World leaders, the systems you uphold– medicine, policy, education, and social norms- are constructed with men as the default, and women continue to pay the price. This is not theoretical. In medicine, decades of research excluded women from clinical trials. Now, women are 50% more likely than men to die following a heart attack because our symptoms were treated as “atypical.” Drug dosages, pain thresholds, and treatment protocols are often calibrated for male physiology, leaving women more vulnerable to adverse effects and complications.
In policy, laws rarely translate into equitable practice. Workplace protections for women often exist on paper but fail in enforcement, leaving women to navigate gendered barriers alone. Consider maternity leave: even in advanced economies, policies are insufficient and rigid, while women continue to fight social expectations.
Education is similarly skewed. Girls are disproportionately denied access, especially in economically disadvantaged or conservative households even in this day and age. These biases are systemic, insidious, and global. Society compounds these inequities. From home to workplace, sons receive privileges daughters do not- from “harmless” jokes, to inheritance laws. These practices are not minor- they shape life outcomes, self-perception, and opportunity from childhood onward.

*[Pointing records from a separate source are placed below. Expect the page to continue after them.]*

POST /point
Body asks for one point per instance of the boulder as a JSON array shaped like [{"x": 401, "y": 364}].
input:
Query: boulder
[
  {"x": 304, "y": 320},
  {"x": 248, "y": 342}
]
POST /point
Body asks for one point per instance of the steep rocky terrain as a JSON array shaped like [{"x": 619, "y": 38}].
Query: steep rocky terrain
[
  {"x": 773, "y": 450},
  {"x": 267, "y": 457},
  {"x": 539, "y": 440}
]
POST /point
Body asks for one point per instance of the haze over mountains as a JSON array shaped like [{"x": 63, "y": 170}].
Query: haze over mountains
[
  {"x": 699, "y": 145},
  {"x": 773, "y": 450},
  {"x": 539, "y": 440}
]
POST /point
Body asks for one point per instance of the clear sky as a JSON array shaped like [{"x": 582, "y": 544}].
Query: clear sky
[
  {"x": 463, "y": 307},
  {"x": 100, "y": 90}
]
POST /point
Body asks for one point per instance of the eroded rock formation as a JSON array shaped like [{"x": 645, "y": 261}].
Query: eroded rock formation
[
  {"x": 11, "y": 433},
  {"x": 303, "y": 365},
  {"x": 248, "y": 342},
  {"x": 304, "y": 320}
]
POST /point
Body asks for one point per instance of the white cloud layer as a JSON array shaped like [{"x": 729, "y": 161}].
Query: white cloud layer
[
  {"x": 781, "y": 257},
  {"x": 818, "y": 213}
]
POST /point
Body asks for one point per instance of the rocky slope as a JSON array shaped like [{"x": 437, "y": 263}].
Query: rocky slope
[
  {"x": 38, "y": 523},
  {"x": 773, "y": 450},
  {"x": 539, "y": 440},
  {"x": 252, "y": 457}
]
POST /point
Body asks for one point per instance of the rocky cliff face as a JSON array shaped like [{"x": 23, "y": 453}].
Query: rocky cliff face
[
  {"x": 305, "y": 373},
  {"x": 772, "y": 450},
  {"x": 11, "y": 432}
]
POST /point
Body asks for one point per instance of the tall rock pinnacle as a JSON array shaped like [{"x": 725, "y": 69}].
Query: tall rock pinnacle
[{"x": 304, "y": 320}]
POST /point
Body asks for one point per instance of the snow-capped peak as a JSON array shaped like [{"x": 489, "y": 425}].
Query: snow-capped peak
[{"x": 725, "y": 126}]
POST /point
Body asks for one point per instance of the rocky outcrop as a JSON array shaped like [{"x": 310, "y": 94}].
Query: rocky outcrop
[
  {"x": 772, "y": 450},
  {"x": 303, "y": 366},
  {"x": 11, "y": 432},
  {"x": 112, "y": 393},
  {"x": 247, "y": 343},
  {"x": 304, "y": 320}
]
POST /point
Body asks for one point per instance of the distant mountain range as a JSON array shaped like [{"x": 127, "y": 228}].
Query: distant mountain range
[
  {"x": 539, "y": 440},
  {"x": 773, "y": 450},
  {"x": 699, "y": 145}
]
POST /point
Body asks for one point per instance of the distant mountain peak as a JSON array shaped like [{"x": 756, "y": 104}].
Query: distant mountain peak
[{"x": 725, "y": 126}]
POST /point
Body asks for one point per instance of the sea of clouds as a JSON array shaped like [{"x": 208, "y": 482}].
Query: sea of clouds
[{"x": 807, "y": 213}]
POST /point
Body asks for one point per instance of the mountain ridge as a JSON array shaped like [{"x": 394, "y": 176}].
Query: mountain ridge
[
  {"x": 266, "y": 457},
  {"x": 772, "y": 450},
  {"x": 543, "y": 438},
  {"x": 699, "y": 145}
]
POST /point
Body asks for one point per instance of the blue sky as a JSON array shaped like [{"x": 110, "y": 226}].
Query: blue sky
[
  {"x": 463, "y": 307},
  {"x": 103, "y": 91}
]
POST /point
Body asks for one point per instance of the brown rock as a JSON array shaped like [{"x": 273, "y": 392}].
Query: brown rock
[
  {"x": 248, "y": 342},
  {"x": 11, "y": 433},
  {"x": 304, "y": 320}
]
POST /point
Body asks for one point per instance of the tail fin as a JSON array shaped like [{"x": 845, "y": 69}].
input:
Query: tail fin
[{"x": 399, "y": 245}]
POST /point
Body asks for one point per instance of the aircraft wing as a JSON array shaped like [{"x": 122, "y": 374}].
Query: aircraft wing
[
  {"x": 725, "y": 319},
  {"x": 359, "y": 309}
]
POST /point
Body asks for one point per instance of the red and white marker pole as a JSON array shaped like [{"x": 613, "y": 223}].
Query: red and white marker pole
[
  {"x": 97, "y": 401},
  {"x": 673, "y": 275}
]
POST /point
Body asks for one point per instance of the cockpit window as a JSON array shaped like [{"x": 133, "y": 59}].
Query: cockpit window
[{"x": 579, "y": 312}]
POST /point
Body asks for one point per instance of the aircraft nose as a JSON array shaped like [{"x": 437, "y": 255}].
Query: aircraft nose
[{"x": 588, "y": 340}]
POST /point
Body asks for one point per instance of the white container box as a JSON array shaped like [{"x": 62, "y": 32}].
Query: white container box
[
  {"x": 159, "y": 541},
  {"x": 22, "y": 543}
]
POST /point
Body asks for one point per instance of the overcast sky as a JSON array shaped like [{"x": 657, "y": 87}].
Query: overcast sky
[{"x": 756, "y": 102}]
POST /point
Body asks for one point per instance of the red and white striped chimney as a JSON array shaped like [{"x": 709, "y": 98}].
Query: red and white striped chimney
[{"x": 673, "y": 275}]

I speak from direct experience - women’s ideas, labor, and innovation are consistently devalued or dismissed. This is not an isolated complaint; it is a reflection of structural sexism embedded in every system that claims neutrality. And this is precisely why education and advocacy are inseparable. Denying access, recognition, and resources is not only morally indefensible- it is strategically catastrophic.
Leaders, here is the mandate: redesign your systems to center women, too. Medicine must study women as rigorously as men. Policy must enforce equity, accounting for domestic labor, reproductive health, and professional participation. Education must dismantle stereotypes and prepare girls to lead. Society must confront entrenched misogyny, from home to government.
We do not need charity. We do not need sympathy. We need accountability. We need structures that recognize women as equal stakeholders, not secondary participants. Until the default male lens is dismantled, claims of progress are hollow. The world cannot advance while half its population is left behind.